Church in San Francisco Opens Its Door For Homeless People To Sleep Overnight

Fifteen years ago, St. Boniface Church in San Francisco opened its doors to homeless people in need of housing. This project, known as the 2004 Gubbio Project, was initiated by Father Louis Vitale of the church with community activist Shelly Roder.

Since then, hundreds of people walk into the church every day, sleeping on benches and covered with blankets provided by the staff.

The Gubbio project website reports:

“When our guests go to the churches, no questions are asked.To remove all barriers to entry, there is no registration document or submission form.Nobody has ever been rejected. Everyone is welcomed, respected and treated with dignity. ”

Although two-thirds of the church is reserved for the needs of the project, it is open to visitors to the local church during the day.

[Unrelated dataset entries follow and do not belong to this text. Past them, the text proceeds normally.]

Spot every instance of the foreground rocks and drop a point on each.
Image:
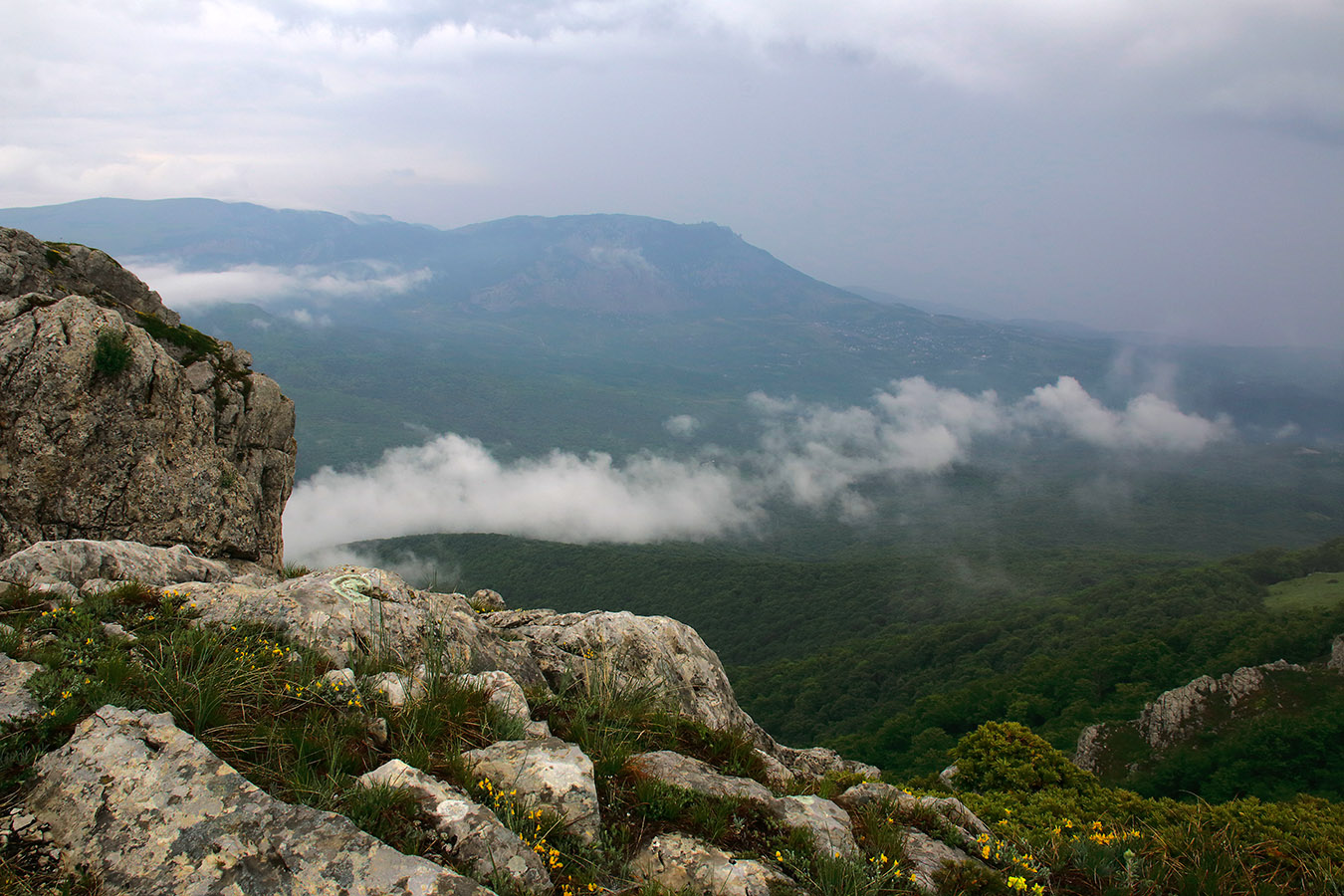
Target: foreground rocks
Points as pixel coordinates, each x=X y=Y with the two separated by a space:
x=115 y=422
x=152 y=811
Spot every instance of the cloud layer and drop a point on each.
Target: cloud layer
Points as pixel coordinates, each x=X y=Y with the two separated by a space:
x=809 y=456
x=1124 y=162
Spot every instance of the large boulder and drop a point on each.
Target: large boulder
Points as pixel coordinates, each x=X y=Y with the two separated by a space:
x=622 y=650
x=150 y=811
x=680 y=864
x=475 y=835
x=117 y=422
x=352 y=610
x=80 y=560
x=545 y=773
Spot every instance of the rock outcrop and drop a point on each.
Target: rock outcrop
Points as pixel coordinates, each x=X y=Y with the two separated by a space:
x=118 y=422
x=149 y=808
x=153 y=813
x=1110 y=750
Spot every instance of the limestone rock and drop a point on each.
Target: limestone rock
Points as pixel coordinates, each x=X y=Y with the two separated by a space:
x=475 y=835
x=351 y=610
x=928 y=856
x=488 y=600
x=691 y=774
x=628 y=649
x=678 y=864
x=875 y=792
x=502 y=691
x=15 y=700
x=824 y=819
x=153 y=813
x=129 y=450
x=80 y=561
x=545 y=773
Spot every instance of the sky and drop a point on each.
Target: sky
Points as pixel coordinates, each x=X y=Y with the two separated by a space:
x=1168 y=165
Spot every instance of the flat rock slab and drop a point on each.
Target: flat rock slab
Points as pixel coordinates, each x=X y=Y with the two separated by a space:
x=476 y=838
x=825 y=821
x=150 y=811
x=15 y=700
x=348 y=610
x=691 y=774
x=80 y=560
x=874 y=792
x=678 y=864
x=545 y=773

According to a representative of Gubbio:

“This sends a strong message to our neighbors – they are essentially part of the community and should not be rejected when those who have a home come to recollect.This also sends a message to the visitors of the fair – the community includes the tired people , the poor, people with mental health problems and the wet, cold and dirty people. “

People who go through the facility are not treated as prisoners, which is often the case in many homeless shelters, and 95% of those surveyed say it is safe and different.

According to TruthTheory, these are the three objectives of this project:

  • “Provide a clean, beautiful, calm and safe place where people can rest during the day.
    cultivate a sense of community among the homeless and understanding and shared responsibility in the community.
  • to ensure the physical, social, psychological and spiritual well-being of the homeless people sharing the Gubbio space in Saint-Boniface and Saint-Jean. “
  • Unfortunately, homeless people are rarely treated kindly, and many attempts to force them and laws to prevent the spread of the disease.

Activists say such laws criminalize homeless people.

According to Mark Lane:

“That means they criminalize homelessness, they have created four laws against the homeless, no camping, no sleep in cars, no manipulation and no food for the homeless.”

We live in a cruel world and it seems that many of us have forgotten the value of usability. We can not solve the problem by ignoring it, but we must decide and help the homeless.

This church is a living example of kindness, solicitude and benevolence which, unfortunately, are underrated virtues nowadays.